Irma powered up the West Coast but managed to stay inland, so it weakened quicker than originally forecast.

The hurricane “threaded the needle between the state’s major cities,” the Tampa Bay Times reported. “It did far less damage than feared.”

With Irma’s projected path bouncing from Florida’s East Coast to up the spine of the state and then the West Coast, hundreds of thousands of Florida residents evacuated — the largest evacuation in the history of the state, according to the New York Times.

Irma caused about $800 million in damage in South Florida, according to the NWS, with insured losses of $5.8 billion, the Insurance Journal reported. Total loss estimates ranged between $25 billion and $65 billion.

PRECIPITATION: “Despite the dry beginning to the year due to La Nina conditions, the wet season in South Florida was even more wet than usual,” analysts said. “Most of the climate sites registered yearly amounts that landed in the top 20 wettest.
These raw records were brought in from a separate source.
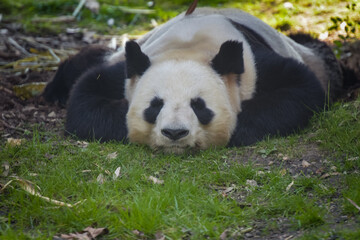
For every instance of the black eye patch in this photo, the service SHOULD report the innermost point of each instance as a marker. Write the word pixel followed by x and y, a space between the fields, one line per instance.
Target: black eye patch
pixel 151 113
pixel 204 114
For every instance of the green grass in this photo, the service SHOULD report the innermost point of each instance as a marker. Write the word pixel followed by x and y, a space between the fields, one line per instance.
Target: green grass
pixel 203 194
pixel 191 201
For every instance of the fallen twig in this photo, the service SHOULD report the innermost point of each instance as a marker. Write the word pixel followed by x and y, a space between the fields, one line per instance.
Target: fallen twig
pixel 17 46
pixel 353 203
pixel 60 19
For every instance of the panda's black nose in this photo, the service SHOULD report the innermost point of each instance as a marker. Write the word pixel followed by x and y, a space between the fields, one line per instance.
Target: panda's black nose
pixel 174 134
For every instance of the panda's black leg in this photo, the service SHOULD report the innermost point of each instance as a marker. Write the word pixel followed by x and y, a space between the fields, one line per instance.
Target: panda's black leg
pixel 70 70
pixel 287 96
pixel 96 109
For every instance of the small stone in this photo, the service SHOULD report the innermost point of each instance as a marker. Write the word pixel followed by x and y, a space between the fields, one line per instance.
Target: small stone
pixel 305 164
pixel 249 235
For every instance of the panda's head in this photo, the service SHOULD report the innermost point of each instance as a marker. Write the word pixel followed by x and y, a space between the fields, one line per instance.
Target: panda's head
pixel 180 104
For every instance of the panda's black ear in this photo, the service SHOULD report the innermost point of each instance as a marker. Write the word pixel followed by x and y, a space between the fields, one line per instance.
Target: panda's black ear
pixel 136 61
pixel 229 59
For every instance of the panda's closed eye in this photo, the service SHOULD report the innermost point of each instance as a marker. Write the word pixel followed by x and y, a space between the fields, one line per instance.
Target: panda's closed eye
pixel 151 113
pixel 204 114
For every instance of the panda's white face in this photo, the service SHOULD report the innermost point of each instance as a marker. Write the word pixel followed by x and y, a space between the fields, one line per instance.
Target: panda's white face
pixel 176 105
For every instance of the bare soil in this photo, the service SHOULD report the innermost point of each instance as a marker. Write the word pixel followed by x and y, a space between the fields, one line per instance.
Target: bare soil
pixel 19 116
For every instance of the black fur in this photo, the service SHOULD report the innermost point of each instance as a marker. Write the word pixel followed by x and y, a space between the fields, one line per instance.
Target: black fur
pixel 136 61
pixel 287 95
pixel 229 59
pixel 204 114
pixel 97 108
pixel 70 70
pixel 332 66
pixel 151 113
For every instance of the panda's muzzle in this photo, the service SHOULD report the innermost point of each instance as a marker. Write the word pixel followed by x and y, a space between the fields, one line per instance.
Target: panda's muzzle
pixel 174 134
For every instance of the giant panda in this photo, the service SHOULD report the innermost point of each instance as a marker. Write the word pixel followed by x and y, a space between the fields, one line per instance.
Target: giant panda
pixel 215 77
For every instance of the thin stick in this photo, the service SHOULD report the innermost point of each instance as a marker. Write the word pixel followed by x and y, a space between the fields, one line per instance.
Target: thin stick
pixel 16 45
pixel 78 8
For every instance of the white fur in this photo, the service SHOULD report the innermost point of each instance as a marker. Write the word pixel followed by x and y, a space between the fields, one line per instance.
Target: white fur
pixel 177 82
pixel 180 53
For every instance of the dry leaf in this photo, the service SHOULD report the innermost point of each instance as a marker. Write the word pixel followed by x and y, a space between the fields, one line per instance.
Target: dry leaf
pixel 326 175
pixel 100 179
pixel 251 183
pixel 156 180
pixel 228 190
pixel 33 189
pixel 117 173
pixel 112 155
pixel 289 186
pixel 283 172
pixel 353 203
pixel 95 232
pixel 52 114
pixel 88 233
pixel 14 142
pixel 305 164
pixel 6 167
pixel 159 236
pixel 93 6
pixel 138 233
pixel 29 90
pixel 224 234
pixel 82 144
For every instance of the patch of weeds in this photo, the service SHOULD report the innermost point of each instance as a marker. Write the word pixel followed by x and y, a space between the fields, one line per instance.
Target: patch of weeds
pixel 351 194
pixel 339 129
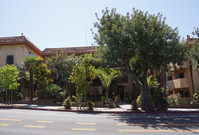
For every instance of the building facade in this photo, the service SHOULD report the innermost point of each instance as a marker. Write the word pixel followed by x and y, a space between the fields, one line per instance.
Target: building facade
pixel 181 81
pixel 14 49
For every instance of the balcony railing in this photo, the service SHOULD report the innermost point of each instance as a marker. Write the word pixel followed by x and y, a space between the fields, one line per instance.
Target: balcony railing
pixel 185 65
pixel 178 83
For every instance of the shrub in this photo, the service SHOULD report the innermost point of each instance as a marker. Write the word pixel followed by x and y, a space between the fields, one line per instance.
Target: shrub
pixel 111 104
pixel 196 97
pixel 67 103
pixel 90 105
pixel 103 99
pixel 116 101
pixel 51 92
pixel 139 100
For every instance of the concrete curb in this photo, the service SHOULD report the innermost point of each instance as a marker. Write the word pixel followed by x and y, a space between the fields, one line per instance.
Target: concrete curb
pixel 87 111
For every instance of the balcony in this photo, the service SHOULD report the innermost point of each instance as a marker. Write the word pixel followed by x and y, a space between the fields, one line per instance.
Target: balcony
pixel 185 65
pixel 178 83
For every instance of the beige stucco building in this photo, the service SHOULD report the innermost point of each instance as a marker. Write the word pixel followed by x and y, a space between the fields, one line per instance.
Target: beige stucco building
pixel 14 49
pixel 179 80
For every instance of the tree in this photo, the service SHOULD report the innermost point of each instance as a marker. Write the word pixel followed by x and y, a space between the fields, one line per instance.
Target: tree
pixel 8 79
pixel 61 66
pixel 30 64
pixel 83 74
pixel 41 74
pixel 193 54
pixel 138 42
pixel 107 77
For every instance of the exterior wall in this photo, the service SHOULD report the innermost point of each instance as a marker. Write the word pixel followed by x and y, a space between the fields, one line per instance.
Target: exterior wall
pixel 195 77
pixel 19 52
pixel 179 84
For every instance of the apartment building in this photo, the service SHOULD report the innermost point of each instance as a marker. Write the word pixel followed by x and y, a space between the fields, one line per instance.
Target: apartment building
pixel 14 49
pixel 180 81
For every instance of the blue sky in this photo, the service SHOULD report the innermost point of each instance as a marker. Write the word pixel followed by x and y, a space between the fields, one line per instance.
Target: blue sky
pixel 67 23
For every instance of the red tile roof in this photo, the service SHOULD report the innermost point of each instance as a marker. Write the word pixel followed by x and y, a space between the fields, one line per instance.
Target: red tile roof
pixel 19 40
pixel 70 50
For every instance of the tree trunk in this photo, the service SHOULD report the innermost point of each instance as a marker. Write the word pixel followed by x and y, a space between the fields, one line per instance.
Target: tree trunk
pixel 31 85
pixel 191 74
pixel 107 97
pixel 146 105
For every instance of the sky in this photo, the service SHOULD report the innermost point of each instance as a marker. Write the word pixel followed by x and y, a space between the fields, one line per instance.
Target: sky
pixel 68 23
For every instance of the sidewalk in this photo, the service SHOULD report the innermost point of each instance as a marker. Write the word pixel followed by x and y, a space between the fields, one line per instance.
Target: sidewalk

“Two sites that stand out are Marco Island and Naples East, where both locations shattered their yearly rainfall records. The Opa-Locka Airport also ended up with its wettest year on record.”

TEMPERATURES: As of Saturday, Miami was on track to tie for its warmest year on record.

“Naples will end up 3rd warmest, Fort Lauderdale 4th, and Palm Beach 6th,” the Weather Service reported. “What really stands out in 2017 is the number of temperature records set. Miami set an astounding 53 high temperature records in 2017, with only 2 cold temperature records. Fort Lauderdale set 35 high temperature records and 6 cold records.

“Palm Beach set 28 high temperature records and 4 cold records. Finally, Naples set 22 high temperature records and 7 cold records. As has been the trend in previous years, high minimum temperature records made up a majority of the temperature records.”